Nick takes a deep breath, and it feels like the first breath he’s taken in a while. “Thank you,” he says. In the background, he can hear murmuring, people talking. “Where are you?”
“My mom’s restaurant,” she says. “Late lunch crowd. I’m in a corner booth. I’m supposed to be working on my homework.”
“Me too,” Nick says.
“I’m really sorry I didn’t believe you. It’s just…I thought Reunne was an NPC, so when you got to that part…” She trails off.
“You don’t believe it’s my mom, do you?” Nick doesn’t mind this as much. He knows it sounds crazy, and he has no proof. But that’s okay. It’s a new theory. He’ll get some proof. And now Nat can help him.
“It just sounds kind of crazy,” Nat says. There’s a beat where Nick stares at his feet and notices one of his shoelaces is untied. He kicks both his shoes off. “Sorry, I shouldn’t have said crazy.”
“I know,” Nick says, and stares at his feet. “It does sound weird.”
“Why wouldn’t she tell you?”
“I don’t know, exactly. I feel like there’s the real her but that she only comes out sometimes. The rest of the time, it’s like she’s lost in this fog. I think it could be the drugs they’re giving her at the home.”
“It’s like a conspiracy,” Nat says. “That’s why it sounds so weird.”
“I know that,” Nick says. “But I’m going to prove it’s her. Then they’ll have to let her come home.” Nat is silent, but Nick can hear people talking in the background and a sudden sound like water being poured on a fire, all sizzle and smoke. “Will you help me?” he asks.
“How?” Nat says. “We can’t break character on the server. You can’t just call her ‘Mom’ and see what happens.”
“I know,” Nick says, staring at the menu screen on the game. It shows the mountain of Wellhall, the clouds swirling around it while the eerie sound of violin strings and vocals, more like weeping than singing, play in the background. While he watches, the screen darkens as the clouds around Wellhall swell out like waves, and then the screen shows the Tower, white and gleaming as snow falls gently around it. “Just…If I can prove it to you, will you back me up?”
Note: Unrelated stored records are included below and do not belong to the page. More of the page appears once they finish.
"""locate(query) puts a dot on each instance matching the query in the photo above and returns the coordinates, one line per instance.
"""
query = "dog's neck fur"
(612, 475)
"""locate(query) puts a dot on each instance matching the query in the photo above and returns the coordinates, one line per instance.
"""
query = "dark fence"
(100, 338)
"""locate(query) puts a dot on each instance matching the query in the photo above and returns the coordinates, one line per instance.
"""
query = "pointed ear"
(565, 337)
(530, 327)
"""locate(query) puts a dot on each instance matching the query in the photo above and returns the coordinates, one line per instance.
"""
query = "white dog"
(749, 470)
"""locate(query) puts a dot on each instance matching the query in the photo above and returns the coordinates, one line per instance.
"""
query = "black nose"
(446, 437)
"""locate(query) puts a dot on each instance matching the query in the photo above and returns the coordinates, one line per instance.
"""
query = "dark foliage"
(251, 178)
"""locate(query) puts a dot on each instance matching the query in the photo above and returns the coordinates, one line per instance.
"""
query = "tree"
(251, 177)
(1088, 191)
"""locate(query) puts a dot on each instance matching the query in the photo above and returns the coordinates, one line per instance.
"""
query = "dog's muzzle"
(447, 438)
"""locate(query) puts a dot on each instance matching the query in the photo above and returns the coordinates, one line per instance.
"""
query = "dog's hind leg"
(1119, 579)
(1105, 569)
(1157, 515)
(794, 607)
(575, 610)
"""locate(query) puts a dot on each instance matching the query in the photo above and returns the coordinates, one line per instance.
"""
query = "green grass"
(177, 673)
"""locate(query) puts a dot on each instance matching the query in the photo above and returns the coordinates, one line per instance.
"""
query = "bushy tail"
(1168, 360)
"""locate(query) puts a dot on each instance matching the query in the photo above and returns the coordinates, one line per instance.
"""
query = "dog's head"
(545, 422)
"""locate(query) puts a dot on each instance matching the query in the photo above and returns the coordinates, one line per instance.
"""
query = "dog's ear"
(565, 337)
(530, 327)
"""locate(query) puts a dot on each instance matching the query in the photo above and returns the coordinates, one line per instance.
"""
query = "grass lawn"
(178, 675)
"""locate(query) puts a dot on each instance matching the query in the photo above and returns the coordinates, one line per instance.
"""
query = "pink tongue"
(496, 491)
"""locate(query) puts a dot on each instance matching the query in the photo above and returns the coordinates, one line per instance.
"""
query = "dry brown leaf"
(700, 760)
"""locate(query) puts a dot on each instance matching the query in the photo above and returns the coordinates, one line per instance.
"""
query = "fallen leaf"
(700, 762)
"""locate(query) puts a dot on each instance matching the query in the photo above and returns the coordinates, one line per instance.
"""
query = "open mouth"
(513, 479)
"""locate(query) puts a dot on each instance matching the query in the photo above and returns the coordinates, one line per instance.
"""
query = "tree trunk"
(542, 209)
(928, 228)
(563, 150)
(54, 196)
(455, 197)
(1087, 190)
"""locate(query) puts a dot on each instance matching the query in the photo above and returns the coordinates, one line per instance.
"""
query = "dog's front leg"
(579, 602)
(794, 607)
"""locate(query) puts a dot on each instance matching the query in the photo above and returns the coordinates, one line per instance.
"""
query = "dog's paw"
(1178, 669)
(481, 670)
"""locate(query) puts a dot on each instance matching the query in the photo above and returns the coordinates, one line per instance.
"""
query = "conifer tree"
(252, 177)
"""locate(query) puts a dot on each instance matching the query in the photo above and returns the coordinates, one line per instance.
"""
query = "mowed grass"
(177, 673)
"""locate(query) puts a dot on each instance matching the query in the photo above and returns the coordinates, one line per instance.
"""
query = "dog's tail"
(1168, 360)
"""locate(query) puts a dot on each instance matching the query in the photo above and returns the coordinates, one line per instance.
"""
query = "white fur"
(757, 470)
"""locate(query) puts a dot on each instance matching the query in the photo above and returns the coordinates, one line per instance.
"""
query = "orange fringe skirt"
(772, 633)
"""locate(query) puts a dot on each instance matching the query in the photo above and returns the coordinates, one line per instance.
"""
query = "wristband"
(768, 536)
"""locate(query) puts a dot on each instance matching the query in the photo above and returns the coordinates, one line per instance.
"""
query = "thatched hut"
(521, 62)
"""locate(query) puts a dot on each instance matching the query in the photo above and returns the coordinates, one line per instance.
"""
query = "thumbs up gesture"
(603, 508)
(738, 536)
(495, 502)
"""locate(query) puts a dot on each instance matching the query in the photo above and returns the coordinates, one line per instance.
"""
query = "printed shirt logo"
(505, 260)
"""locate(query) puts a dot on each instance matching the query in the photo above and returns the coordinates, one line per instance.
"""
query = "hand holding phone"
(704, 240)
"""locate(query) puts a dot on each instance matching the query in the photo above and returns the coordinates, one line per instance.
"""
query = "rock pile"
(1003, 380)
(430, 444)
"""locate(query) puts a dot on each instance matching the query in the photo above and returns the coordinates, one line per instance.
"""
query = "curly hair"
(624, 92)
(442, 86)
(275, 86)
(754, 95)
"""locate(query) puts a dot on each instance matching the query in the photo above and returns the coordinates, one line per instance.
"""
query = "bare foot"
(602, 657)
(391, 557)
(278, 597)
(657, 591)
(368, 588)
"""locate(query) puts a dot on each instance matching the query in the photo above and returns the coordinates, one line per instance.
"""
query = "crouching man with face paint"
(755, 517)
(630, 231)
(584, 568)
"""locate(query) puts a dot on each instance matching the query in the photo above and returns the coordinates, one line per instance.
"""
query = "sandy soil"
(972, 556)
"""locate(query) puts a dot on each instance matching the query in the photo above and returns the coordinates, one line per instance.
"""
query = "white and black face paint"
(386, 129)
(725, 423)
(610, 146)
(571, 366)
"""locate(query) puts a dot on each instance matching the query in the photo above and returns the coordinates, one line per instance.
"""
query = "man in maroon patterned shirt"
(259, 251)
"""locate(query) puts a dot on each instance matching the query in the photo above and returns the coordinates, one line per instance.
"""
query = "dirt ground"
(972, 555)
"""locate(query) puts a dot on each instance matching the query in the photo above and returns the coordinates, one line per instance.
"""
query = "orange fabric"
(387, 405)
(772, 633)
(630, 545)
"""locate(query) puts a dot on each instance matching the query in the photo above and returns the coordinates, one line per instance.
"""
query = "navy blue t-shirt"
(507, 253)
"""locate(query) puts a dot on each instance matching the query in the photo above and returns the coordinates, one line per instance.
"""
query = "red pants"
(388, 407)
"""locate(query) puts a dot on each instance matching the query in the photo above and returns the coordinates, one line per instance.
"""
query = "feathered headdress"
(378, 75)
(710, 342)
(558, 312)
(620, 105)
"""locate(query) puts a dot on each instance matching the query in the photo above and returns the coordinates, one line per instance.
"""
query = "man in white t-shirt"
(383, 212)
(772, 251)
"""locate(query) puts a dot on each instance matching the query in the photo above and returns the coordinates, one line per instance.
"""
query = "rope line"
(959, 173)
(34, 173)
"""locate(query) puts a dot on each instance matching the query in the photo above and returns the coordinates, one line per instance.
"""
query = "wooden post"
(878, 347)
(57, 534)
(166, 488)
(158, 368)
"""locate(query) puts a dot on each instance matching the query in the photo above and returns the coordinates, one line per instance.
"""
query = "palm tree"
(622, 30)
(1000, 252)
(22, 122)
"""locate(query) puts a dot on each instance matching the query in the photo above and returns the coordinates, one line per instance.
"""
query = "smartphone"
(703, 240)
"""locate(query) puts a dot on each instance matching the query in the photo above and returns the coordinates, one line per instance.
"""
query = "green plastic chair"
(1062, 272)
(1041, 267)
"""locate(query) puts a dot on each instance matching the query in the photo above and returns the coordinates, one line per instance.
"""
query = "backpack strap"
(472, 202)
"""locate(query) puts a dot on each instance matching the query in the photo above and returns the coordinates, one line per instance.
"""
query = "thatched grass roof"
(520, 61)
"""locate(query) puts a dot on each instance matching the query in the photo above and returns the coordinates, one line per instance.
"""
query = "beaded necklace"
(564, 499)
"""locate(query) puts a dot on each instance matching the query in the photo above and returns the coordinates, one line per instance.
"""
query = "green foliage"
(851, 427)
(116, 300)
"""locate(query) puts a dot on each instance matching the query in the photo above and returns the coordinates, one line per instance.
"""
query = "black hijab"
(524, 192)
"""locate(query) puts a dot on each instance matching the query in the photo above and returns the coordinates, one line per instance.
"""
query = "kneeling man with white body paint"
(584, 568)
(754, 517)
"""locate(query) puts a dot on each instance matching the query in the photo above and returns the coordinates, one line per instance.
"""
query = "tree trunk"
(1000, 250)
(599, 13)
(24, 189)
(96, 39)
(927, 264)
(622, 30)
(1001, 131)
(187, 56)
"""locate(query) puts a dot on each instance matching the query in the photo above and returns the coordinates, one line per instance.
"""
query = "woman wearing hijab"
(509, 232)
“Okay,” Nat says. “But if you can’t…”
“Then maybe it’s not her,” Nick concedes. “Maybe I’m just going crazy like my mom.”
“It’s not crazy to want your mom to get better,” Nat says. “I know that.”
“Thanks,” Nick says. The game has started up, but he turns it off now. He wants to play when Nat’s on. “I’m going to do some homework now. But you’ll be on the game tonight? You’ll help me prove it’s my mom?”
“I’ll help you investigate,” Nat says. Which is close enough, Nick thinks. “See you then,” he says.